Allow regular letters as operator names

It's much worse, since it's an explosion underneath the overloads.

Shouldn't it try +a+ first, then +a? Also, how does it know if the second + is infix?

Admittedly, I have hard time parsing (ha!) what you're trying to suggest.

After it encounters second +, and since it knows that there are infix operators with this name, it should forward scan to resolve the ambiguity.

You can't do that in the early stages of parsing unless the operator is declared in the same file in which it's used. Despite your dismissal of the goal, Swift parses each file individually.

4 Likes

What is "it"?

If there is a file like this

import Foundation 
prefix ...

Doesn't that mean that in order to compile it at all, compiler has to deal with all files in foundation? At least at the first time?

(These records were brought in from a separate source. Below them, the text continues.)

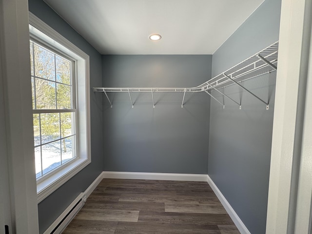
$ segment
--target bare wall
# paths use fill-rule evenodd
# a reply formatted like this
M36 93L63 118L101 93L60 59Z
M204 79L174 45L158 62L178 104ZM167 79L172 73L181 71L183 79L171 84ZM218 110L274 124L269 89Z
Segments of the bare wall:
M211 55L102 56L104 87L189 87L211 78ZM207 173L210 98L205 93L108 93L104 170Z
M266 0L214 54L214 76L278 40L281 1ZM269 110L236 85L222 91L242 110L211 100L208 175L253 234L265 233L275 78L273 72L242 83Z

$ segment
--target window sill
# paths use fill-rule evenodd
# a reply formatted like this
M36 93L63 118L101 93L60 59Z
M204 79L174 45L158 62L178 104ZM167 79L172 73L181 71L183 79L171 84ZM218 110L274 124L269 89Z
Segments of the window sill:
M90 159L78 158L46 179L40 180L37 183L37 202L41 202L91 162Z

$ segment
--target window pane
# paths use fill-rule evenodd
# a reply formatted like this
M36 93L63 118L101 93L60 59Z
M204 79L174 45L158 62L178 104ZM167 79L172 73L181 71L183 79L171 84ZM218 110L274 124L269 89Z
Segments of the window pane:
M34 114L34 140L35 146L40 145L40 124L39 122L39 114Z
M71 86L57 84L58 109L71 109Z
M31 93L33 96L33 109L36 108L35 105L35 86L34 85L34 78L31 78Z
M34 58L33 57L33 42L31 42L30 45L30 69L31 70L31 75L34 76Z
M41 150L40 146L35 148L35 162L36 163L36 178L42 176L41 172Z
M35 75L45 79L55 80L54 54L36 44L35 54Z
M55 57L57 81L70 84L70 62L57 55Z
M70 136L62 140L62 163L75 157L75 136Z
M44 175L60 165L60 140L42 145L42 149Z
M75 134L74 113L60 113L61 137Z
M54 82L38 78L36 80L37 109L56 109Z
M41 144L59 139L59 114L41 114L40 120Z

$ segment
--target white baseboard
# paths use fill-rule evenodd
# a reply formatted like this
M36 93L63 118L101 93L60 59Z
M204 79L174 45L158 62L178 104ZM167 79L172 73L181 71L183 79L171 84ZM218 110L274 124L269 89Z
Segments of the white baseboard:
M80 194L68 206L64 212L58 217L51 226L44 232L43 234L50 234L64 219L72 208L80 199L85 202L86 199L91 194L98 184L103 178L130 179L153 179L157 180L178 180L188 181L207 182L220 200L229 215L237 229L242 234L250 234L250 232L245 226L238 215L236 214L230 203L221 193L216 185L210 177L203 174L182 174L172 173L149 173L142 172L103 172L88 187L84 193Z
M104 172L102 172L97 177L97 178L93 181L93 182L88 187L86 191L84 191L84 198L85 198L86 199L89 196L90 196L90 194L92 193L93 191L96 189L96 188L98 184L99 184L101 180L103 179L104 178ZM84 201L85 202L85 201Z
M57 218L54 222L45 230L43 233L43 234L50 234L53 230L54 230L62 222L64 218L67 215L67 214L69 213L70 211L77 204L79 200L81 199L82 200L83 204L84 204L86 201L87 198L90 195L90 194L93 192L93 190L95 189L97 186L98 185L101 180L103 179L103 172L102 172L99 176L98 176L97 178L93 181L93 182L88 187L88 188L84 191L84 193L80 193L73 202L67 207L67 208L63 212L63 213ZM72 217L73 218L74 217ZM68 225L69 222L71 220L71 219L68 221ZM66 227L66 226L65 226ZM57 233L54 233L55 234L58 234Z
M246 226L245 226L243 221L240 219L237 214L236 214L236 212L235 212L235 211L234 211L232 207L231 206L229 202L221 193L221 191L219 190L219 189L216 187L215 184L214 183L211 178L208 175L206 175L206 176L207 182L209 185L210 185L210 187L211 187L211 188L216 195L216 196L218 197L219 200L220 200L220 201L224 207L225 210L230 215L230 217L231 217L231 218L233 220L238 231L239 231L241 234L250 234L250 232Z
M150 173L125 172L103 172L103 178L111 179L207 181L207 175L203 174L177 174L173 173Z

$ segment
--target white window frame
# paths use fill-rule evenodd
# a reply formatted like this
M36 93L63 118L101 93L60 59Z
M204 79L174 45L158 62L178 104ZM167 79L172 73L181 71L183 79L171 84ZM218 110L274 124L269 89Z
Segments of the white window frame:
M63 52L76 63L76 158L37 181L39 203L91 162L90 116L89 57L31 12L31 37Z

Swift language compiler :expressionless:

The parsing part? No, Swift's lexical structure allows you to parse the file alone, and figure out things like: this is identifier, this is operator, this is keyword, etc.

Whether the operators/identifiers/functions exist is done at later stage.

2 Likes

But how it can construct parse tree if it doesn't know at this stage precedence?

Compilation has several steps. The first is lexical parsing. This is done on a per-file basis, without opening any other source files (or module interface files, etc.). I believe the next step is Sema, or Semantic Analysis. This is where symbols are resolved into types. It is uses the syntax tree generated by the first phase. It is only here that operators will be resolved, which in turn requires that the types of operands be determined, to select appropriate overloads.

2 Likes

Why would it need precedence at this stage? The parse tree is of lexical tokens, not language rules.

3 Likes

Well, it is token stream, and not any kind of tree, than.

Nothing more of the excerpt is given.